Section 2 – Statistical Machine Learning
4) Linear & Logistic Regression
Linear Regression
“A regression model in which the conditional mean of the response variable is an affine function of the explanatory variables.”
(The Elements of Statistical Learning – Hastie, Tibshirani, Friedman)
Logistic Regression
“A generalized linear model for a binary response variable in which the log odds of the probability of the outcome are modeled as a linear function of the explanatory variables.”
(Applied Logistic Regression – Hosmer, Lemeshow)
- Linear Regression: Fits a straight line/plane to predict a number.
- Logistic Regression: Fits an S-shaped curve to predict a probability between 0 and 1.
Practical Examples
- Linear: Predict house price from area, rooms, location score.
- Logistic: Classify emails as spam or not spam.
Workflow Checklist
- Define target (numeric for linear; binary for logistic).
- Collect features; preprocess data.
- Train/test split.
- Scale features if necessary.
- Fit model with regularization.
- Evaluate (MAE, RMSE for linear; ROC-AUC, F1 for logistic).

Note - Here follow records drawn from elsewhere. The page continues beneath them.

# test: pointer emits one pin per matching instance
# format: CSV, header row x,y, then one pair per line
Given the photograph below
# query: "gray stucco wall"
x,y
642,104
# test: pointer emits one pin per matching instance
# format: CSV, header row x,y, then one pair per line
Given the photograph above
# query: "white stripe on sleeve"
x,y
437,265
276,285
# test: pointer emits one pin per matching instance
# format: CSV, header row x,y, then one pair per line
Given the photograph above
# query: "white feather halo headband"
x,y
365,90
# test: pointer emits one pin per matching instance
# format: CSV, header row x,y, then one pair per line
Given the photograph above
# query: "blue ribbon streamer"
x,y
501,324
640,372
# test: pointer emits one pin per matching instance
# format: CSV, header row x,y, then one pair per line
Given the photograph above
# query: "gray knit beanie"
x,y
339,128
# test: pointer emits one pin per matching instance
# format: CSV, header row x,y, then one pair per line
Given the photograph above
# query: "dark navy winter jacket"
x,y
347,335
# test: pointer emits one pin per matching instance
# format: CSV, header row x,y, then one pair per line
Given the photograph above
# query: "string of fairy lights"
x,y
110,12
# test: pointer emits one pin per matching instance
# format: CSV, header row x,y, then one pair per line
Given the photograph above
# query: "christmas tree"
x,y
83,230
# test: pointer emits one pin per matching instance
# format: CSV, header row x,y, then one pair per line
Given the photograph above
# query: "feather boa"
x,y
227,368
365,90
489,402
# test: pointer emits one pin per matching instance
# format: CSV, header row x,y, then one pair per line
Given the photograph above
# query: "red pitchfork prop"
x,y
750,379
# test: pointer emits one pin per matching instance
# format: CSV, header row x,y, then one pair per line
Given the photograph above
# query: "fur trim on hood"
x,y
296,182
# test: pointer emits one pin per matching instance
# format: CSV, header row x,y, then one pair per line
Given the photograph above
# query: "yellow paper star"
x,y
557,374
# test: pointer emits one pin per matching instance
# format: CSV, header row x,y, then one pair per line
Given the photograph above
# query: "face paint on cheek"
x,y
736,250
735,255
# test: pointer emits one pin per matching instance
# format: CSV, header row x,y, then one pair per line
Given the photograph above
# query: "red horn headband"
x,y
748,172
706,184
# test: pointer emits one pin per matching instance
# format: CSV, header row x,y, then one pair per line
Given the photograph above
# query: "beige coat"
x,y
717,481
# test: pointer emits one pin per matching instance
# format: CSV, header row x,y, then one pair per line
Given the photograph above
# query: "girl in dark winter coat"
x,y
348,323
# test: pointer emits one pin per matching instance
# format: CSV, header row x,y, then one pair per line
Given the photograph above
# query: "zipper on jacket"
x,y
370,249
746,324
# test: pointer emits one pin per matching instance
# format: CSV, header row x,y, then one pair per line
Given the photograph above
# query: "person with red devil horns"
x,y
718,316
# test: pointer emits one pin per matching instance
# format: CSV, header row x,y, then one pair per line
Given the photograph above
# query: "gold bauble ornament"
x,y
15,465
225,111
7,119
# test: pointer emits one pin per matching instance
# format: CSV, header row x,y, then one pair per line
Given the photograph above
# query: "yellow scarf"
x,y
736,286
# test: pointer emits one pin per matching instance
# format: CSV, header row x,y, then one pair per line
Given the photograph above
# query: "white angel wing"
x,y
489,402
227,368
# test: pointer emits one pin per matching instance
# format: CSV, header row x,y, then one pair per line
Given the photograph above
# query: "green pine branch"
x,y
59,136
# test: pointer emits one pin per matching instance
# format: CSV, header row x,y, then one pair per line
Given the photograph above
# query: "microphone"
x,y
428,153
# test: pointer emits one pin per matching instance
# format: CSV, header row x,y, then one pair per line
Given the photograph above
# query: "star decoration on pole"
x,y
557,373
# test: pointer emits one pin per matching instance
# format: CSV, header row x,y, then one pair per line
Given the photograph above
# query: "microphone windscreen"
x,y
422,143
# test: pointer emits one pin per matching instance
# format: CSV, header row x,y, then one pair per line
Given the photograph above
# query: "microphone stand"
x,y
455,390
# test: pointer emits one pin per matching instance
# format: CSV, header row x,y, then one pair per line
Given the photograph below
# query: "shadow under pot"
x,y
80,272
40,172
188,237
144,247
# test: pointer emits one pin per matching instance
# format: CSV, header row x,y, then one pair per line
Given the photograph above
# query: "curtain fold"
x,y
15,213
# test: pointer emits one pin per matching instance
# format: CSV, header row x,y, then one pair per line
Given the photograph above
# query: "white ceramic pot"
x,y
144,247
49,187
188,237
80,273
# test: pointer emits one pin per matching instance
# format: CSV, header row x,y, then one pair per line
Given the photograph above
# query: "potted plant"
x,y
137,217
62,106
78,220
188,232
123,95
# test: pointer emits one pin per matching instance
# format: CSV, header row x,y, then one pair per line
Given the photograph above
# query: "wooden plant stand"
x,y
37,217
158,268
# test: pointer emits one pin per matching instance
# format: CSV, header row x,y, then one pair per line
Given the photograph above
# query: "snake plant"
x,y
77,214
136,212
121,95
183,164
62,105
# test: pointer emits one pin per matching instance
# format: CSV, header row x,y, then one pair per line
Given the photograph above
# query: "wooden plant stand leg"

- Inspect coefficients for interpretability.
Common Pitfalls
- Leakage of future data.
- Multicollinearity inflating coefficients.
- Outliers skewing predictions.

5) Decision Trees (Classification & Regression)
“A decision tree is a flowchart-like structure in which each internal node represents a ‘test’ on an attribute, each branch represents the outcome of the test, and each leaf node represents a class label (classification) or a numerical value (regression).”
(Classification and Regression Trees – Breiman, Friedman, Olshen, Stone, 1984)
A tree of “if-else” questions that splits data into purer groups until a final prediction is made.
Practical Examples
- Loan approval decision-making.
- Predicting machine failure based on sensor readings.
Workflow Checklist
- Preprocess data (handle missing values, encode categories).
- Limit tree depth to avoid overfitting.
- Train model; visualize tree.
- Evaluate (Confusion Matrix/F1 for classification; MAE/RMSE for regression).
- Extract human-readable rules.
Common Pitfalls
- Overfitting with deep trees.
- Instability with small data changes.
- Biased splits for high-cardinality features.
6) K-Means Clustering (Unsupervised)
“The k-means algorithm partitions n observations into k clusters in which each observation belongs to the cluster with the nearest mean, serving as a prototype of the cluster.”
(MacQueen, J., 1967 – Some Methods for Classification and Analysis of Multivariate Observations)
Groups similar data points into clusters, each represented by its “average” (centroid).
Practical Examples
- Customer segmentation in marketing.
- Grouping products by purchasing patterns.
Workflow Checklist
- Standardize features.
- Select
kusing Elbow or Silhouette method. - Train model; name clusters for business use.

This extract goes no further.